Liputan6.com, Jakarta - Pengelolaan sampah plastik kini berada pada titik kritis. Jika penumpukan sampah terus berlangsung tanpa pemilahan, bukan hanya Tempat Pembuangan Akhir (TPA) yang terancam penuh, lingkungan juga berisiko menjadi sarang penyakit.
"Tahun 2029 targetnya 100 persen sampah kita harus diambil. Kalau tidak, kita akan menghadapi lingkungan yang tidak sehat, penuh dengan ‘nyakit-nyakit’ akibat sampah," ujar Direktur Pengurangan Sampah dan Pengembangan Ekonomi Sirkular dari Kementerian Lingkungan Hidup dan Kehutanan (KLHK), Agus Rusly, S.PI., M.Si.

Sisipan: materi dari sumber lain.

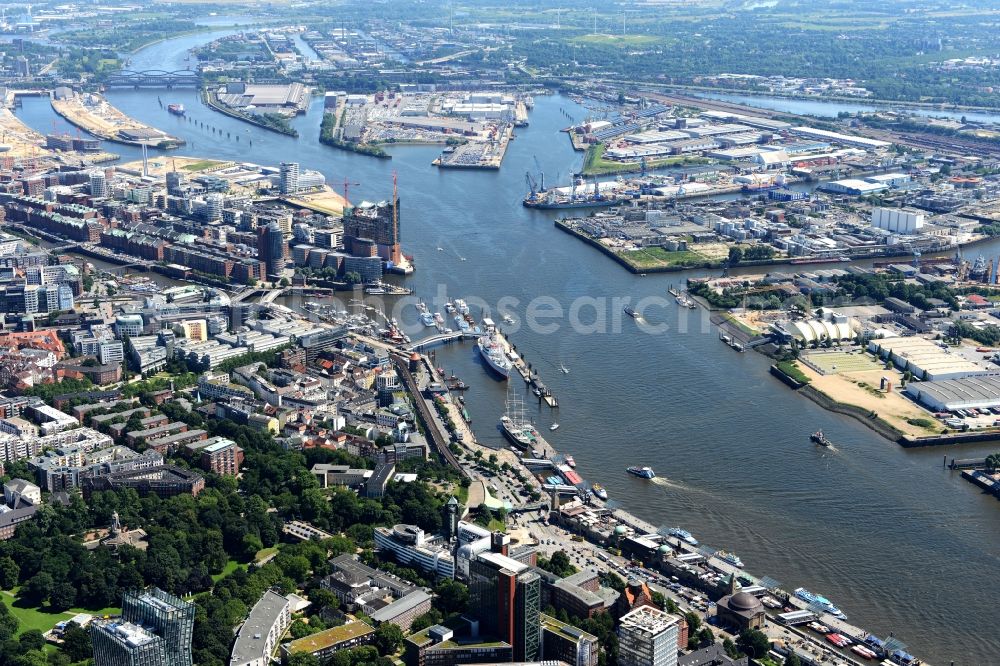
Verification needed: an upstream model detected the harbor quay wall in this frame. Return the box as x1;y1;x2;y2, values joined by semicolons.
900;429;1000;448
798;383;905;442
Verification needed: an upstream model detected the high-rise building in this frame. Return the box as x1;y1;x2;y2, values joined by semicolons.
343;195;401;265
165;170;186;195
202;193;225;221
92;620;167;666
257;221;287;280
13;56;30;77
279;162;300;195
92;588;195;666
617;606;680;666
540;613;599;666
89;171;108;199
469;550;541;661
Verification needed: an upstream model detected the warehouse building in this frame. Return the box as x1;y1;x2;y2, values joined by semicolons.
868;336;992;381
905;375;1000;412
790;126;891;149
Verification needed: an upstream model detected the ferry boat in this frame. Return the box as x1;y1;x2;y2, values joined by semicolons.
668;527;698;546
564;455;575;466
591;483;608;500
626;465;655;479
624;306;641;320
476;326;513;378
167;103;185;116
794;587;846;618
420;312;435;327
365;286;386;295
810;430;831;447
715;551;744;568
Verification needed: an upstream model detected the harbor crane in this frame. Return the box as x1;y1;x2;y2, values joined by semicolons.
525;171;539;198
533;155;546;192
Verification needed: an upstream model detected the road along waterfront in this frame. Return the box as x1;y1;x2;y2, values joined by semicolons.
11;30;1000;664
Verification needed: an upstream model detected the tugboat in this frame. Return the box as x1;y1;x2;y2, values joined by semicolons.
626;465;655;479
591;483;608;500
810;430;831;447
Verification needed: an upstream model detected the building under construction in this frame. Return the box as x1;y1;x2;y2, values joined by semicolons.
343;178;404;268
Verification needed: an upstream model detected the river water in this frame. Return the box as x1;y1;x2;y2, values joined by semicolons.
14;31;1000;664
690;90;1000;124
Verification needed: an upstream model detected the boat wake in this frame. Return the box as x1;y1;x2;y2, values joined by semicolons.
650;476;684;490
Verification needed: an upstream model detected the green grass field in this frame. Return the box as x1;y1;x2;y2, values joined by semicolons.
181;160;223;172
617;247;713;270
212;559;246;583
581;143;711;176
571;34;660;46
803;350;881;375
1;590;118;636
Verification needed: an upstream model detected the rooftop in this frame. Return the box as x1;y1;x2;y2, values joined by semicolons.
540;614;597;643
230;590;291;665
619;605;678;635
369;590;431;623
283;620;374;654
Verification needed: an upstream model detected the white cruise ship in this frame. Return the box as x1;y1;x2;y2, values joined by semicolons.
476;318;512;378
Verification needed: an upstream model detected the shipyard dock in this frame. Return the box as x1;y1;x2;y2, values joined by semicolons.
433;124;513;170
51;91;184;148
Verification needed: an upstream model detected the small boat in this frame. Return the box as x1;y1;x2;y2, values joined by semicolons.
851;645;878;660
564;455;574;466
445;301;456;313
550;423;560;431
559;363;569;374
808;621;831;634
420;312;435;327
811;430;831;447
433;312;444;324
591;483;608;500
502;313;516;325
624;306;641;320
626;465;655;479
167;103;185;116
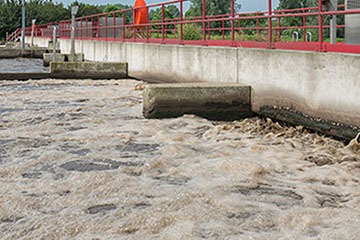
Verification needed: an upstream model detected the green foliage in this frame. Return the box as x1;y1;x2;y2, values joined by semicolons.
178;23;202;40
0;0;70;40
149;5;180;21
102;3;132;19
185;0;241;35
277;0;345;40
185;0;241;17
68;1;101;17
149;5;180;32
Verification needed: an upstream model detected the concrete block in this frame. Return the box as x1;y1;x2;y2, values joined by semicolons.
43;53;66;66
43;53;84;66
0;72;51;81
0;49;20;58
67;53;84;62
143;83;253;120
50;62;128;79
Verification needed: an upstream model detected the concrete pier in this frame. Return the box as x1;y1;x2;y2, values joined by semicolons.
0;47;56;58
0;72;51;81
50;62;128;79
43;53;84;66
143;83;253;120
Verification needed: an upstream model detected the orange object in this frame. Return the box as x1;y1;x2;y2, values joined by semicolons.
134;0;148;26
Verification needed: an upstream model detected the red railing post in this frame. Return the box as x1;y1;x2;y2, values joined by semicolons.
222;19;225;40
256;12;260;35
91;17;93;39
113;12;116;40
133;8;136;41
162;4;165;43
277;15;281;41
318;0;324;51
105;14;108;39
180;0;183;43
86;17;89;39
238;15;241;36
231;0;235;46
122;13;126;41
268;0;273;48
303;9;307;41
202;0;206;45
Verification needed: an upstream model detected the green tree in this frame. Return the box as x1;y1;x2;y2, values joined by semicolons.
185;0;241;36
185;0;240;17
277;0;344;41
0;0;70;40
102;4;132;21
68;1;102;17
149;5;180;21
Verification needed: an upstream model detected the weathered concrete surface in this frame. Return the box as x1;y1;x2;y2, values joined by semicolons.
67;53;84;62
143;83;253;120
43;53;84;66
259;106;359;141
50;62;128;79
0;72;51;80
0;47;55;59
43;53;66;66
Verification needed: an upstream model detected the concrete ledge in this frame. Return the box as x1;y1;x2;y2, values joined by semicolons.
258;106;359;141
50;62;128;79
0;72;51;81
0;47;56;59
143;83;253;120
43;53;66;66
43;53;84;66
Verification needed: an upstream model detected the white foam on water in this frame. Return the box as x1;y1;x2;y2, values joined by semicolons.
0;79;359;239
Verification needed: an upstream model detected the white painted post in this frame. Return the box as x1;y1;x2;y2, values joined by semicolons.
52;26;57;63
31;19;36;47
21;0;25;50
70;6;79;56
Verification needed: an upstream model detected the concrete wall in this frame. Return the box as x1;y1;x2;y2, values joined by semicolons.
29;37;360;130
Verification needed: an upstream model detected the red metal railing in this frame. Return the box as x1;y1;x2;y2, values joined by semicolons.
6;28;22;42
8;0;360;54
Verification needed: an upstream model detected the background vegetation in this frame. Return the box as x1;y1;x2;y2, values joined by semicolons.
0;0;345;42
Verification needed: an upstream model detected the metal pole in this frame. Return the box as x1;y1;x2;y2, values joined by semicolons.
52;26;57;63
31;19;36;47
231;0;235;46
70;16;75;55
318;0;324;51
330;15;337;44
277;16;281;41
303;9;307;41
180;0;183;43
21;0;25;50
162;4;165;42
268;0;273;48
70;17;75;53
330;0;338;44
70;6;78;55
202;0;206;44
6;32;8;45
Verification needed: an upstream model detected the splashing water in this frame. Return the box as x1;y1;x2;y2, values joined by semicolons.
0;79;359;239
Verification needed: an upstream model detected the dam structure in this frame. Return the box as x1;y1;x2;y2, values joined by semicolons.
8;0;360;139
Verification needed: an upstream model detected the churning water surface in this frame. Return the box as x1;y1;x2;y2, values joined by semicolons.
0;62;360;239
0;58;49;73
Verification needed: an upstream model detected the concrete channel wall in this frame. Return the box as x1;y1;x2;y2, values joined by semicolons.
29;37;360;138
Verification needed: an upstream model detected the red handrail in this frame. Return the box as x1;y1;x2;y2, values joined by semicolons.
7;0;360;54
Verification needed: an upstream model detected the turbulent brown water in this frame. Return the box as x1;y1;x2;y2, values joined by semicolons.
0;58;49;73
1;78;360;239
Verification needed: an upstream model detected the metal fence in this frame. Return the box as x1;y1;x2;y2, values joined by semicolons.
7;0;360;54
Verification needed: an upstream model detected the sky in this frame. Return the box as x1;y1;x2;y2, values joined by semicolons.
57;0;280;12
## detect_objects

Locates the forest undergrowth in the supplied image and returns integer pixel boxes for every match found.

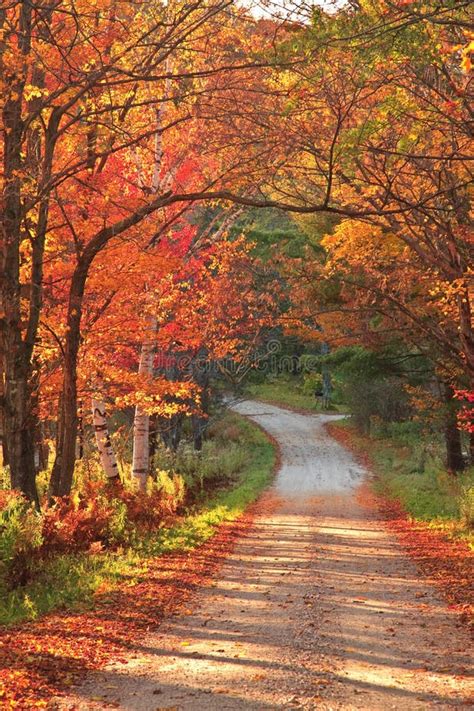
[0,413,275,626]
[327,419,473,628]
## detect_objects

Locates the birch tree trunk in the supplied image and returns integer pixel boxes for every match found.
[92,398,120,480]
[132,316,157,489]
[130,71,170,490]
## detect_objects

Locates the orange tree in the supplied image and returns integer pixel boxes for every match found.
[228,1,472,383]
[260,1,473,465]
[0,0,290,501]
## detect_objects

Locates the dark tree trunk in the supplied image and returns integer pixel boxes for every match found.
[170,415,183,451]
[445,420,464,473]
[30,360,45,473]
[77,400,84,460]
[191,353,209,451]
[321,342,332,409]
[1,430,9,469]
[443,384,464,473]
[149,413,159,473]
[1,312,39,503]
[50,266,87,497]
[37,422,49,471]
[0,0,39,505]
[160,413,183,452]
[50,351,79,497]
[0,362,8,468]
[192,414,203,451]
[1,3,58,505]
[3,369,39,504]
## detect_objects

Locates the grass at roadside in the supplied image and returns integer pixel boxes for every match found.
[246,378,344,413]
[143,415,275,556]
[0,414,275,625]
[327,418,474,545]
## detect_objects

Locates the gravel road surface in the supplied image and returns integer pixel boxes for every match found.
[58,401,473,710]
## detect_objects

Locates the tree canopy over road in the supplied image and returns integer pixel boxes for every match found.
[0,2,473,705]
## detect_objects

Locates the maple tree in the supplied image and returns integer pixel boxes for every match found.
[1,2,473,707]
[1,0,472,492]
[0,0,286,501]
[262,0,473,468]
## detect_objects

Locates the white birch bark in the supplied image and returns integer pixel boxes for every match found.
[132,316,157,489]
[92,398,120,480]
[131,65,172,490]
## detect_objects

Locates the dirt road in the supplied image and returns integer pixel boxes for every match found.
[60,401,473,710]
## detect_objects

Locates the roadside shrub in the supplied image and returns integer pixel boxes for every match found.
[0,491,43,588]
[42,480,126,552]
[459,484,474,530]
[0,465,10,491]
[178,441,248,493]
[343,377,411,433]
[220,423,242,442]
[0,471,187,593]
[105,497,132,545]
[201,442,248,481]
[302,372,323,397]
[0,412,254,602]
[119,471,184,531]
[378,419,423,444]
[42,473,185,551]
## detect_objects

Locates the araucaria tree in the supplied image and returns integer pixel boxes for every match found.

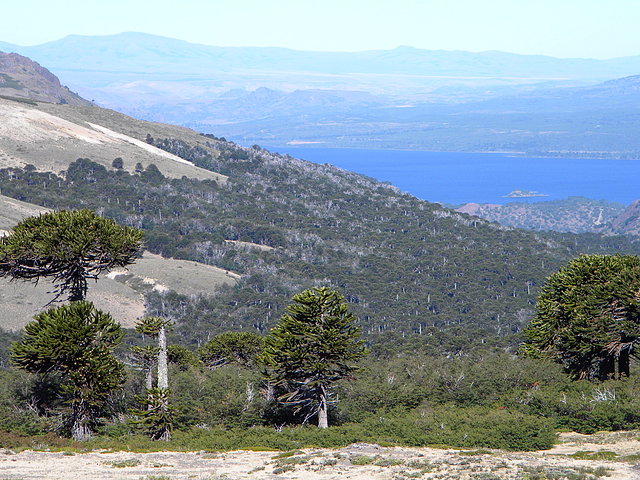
[132,316,174,441]
[522,254,640,380]
[11,301,126,441]
[262,287,367,428]
[0,209,143,302]
[199,331,264,369]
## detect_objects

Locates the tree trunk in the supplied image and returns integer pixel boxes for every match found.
[68,276,87,302]
[145,363,154,390]
[618,349,630,378]
[598,355,616,380]
[145,361,154,411]
[156,326,171,440]
[71,402,93,441]
[317,389,328,429]
[157,326,168,390]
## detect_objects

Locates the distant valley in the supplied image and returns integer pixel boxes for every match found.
[3,32,640,154]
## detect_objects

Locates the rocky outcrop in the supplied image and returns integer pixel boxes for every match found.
[456,197,626,234]
[609,200,640,236]
[0,52,91,106]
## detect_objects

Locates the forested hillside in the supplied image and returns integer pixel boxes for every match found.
[1,131,638,349]
[456,197,626,234]
[2,63,640,452]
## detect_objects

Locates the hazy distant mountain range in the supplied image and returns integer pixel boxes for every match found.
[4,32,640,79]
[2,32,640,153]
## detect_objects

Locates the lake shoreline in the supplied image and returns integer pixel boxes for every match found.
[268,146,639,205]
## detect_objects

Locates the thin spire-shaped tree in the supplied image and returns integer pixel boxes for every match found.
[133,316,173,440]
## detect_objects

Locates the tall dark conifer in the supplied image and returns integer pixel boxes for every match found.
[522,254,640,380]
[262,287,367,428]
[11,301,125,441]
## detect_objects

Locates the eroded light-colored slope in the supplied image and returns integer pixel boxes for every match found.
[87,122,196,165]
[0,97,227,182]
[108,251,239,299]
[0,194,49,235]
[0,276,146,330]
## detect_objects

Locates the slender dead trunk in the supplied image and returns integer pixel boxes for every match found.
[144,360,154,411]
[317,387,328,429]
[157,326,168,390]
[156,325,171,441]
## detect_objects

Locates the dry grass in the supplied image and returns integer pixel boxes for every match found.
[0,251,239,330]
[0,97,226,182]
[0,194,49,234]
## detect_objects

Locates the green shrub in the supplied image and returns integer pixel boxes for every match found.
[350,455,375,465]
[570,450,618,461]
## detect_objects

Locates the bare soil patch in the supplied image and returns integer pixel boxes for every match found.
[1,433,638,479]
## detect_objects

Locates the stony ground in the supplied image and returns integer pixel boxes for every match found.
[1,432,639,479]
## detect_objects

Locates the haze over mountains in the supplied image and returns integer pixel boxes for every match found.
[1,44,639,237]
[2,32,640,153]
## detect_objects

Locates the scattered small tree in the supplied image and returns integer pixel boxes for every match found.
[167,345,200,370]
[130,345,158,391]
[522,254,640,380]
[11,301,125,441]
[131,387,175,441]
[112,157,124,169]
[0,209,143,302]
[142,163,164,183]
[262,287,367,428]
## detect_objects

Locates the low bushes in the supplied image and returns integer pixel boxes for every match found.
[0,405,555,452]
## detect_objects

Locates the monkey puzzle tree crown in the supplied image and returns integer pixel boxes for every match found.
[262,286,367,428]
[522,254,640,380]
[0,209,143,302]
[10,301,126,441]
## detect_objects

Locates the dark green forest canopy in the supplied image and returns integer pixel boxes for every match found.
[0,140,639,348]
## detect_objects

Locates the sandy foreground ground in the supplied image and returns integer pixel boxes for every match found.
[1,433,639,480]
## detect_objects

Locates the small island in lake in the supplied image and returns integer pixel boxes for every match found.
[504,189,549,198]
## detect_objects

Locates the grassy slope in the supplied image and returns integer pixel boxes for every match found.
[0,97,226,182]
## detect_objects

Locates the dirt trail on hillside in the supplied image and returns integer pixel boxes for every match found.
[1,432,639,480]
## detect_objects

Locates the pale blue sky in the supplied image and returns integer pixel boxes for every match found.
[2,0,639,59]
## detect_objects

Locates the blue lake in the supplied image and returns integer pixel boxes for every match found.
[273,147,640,205]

Saat ini, hanya sekitar 10 persen rumah tangga di Indonesia yang rutin mengelola sampah-nya. Kondisi ini mencerminkan rendahnya kesadaran masyarakat, padahal lingkungan kotor dapat memicu penyakit menular seperti diare, demam berdarah, hingga infeksi saluran pernapasan.
Agus menekankan perlunya partisipasi aktif semua pihak, baik masyarakat maupun industri. Tanpa kolaborasi, masalah sampah plastik akan semakin kompleks, dan risiko kesehatan masyarakat semakin meningkat.
Lingkungan Kotor Jadi Sarang Penyakit
Lingkungan yang dipenuhi sampah plastik menjadi lahan subur bagi berbagai penyakit karena menjadi tempat berkembang biaknya kuman dan bakteri.
"Kalau sampah masih tercampur, apalagi menumpuk, itu bukan hanya soal estetika. Itu sarang nyamuk, lalat, dan bakteri. Dari situ bisa timbul diare, DBD, infeksi kulit, hingga ISPA. Jadi jelas, sampah bukan hanya urusan lingkungan, tapi juga urusan kesehatan kita semua," kata Agus.
Target pengangkutan sampah 100 persen pada 2029 memang ambisius. Namun, keberhasilan dimulai dari kesadaran masyarakat untuk memilah sampah sejak dari rumah. Berdasarkan evaluasi, baru sekitar 10 persen masyarakat yang konsisten memilah sampah di rumah.
"Coba lihat, siapa yang sudah rutin pisahkan sampah? Hanya segelintir. Padahal, kalau sampah organik dan plastik bernilai rendah dibiarkan tercampur, risiko penyakit meningkat. Bau menyengat, pencemaran air, bahkan mikroba berbahaya bisa muncul," tambah Agus.
Rendahnya Kesadaran Rumah Tangga
Dia, menekankan, masalah kesehatan akan terus memburuk jika pola hidup bersih dan sehat tidak diikuti dengan pengelolaan sampah yang baik.
"Jangan tunggu sakit dulu, baru sadar pentingnya buang sampah dengan benar," katanya.
Meski perundingan Global Plastic Treaty belum menghasilkan konsensus, pemerintah tetap melanjutkan agenda nasional pengurangan plastik.
"With or without global treaty, Indonesia tetap berkomitmen mengurangi sampah plastik. Ini menyangkut kesehatan masyarakat kita sendiri. Kalau plastik terus menumpuk, dampaknya bukan hanya pencemaran, tapi juga penyakit menular yang membebani keluarga dan sistem kesehatan," ujar Agus.
Dia, menegaskan, kerja sama lintas sektor, pemerintah, industri, hingga komunitas, harus diperkuat untuk mencegah krisis kesehatan akibat sampah.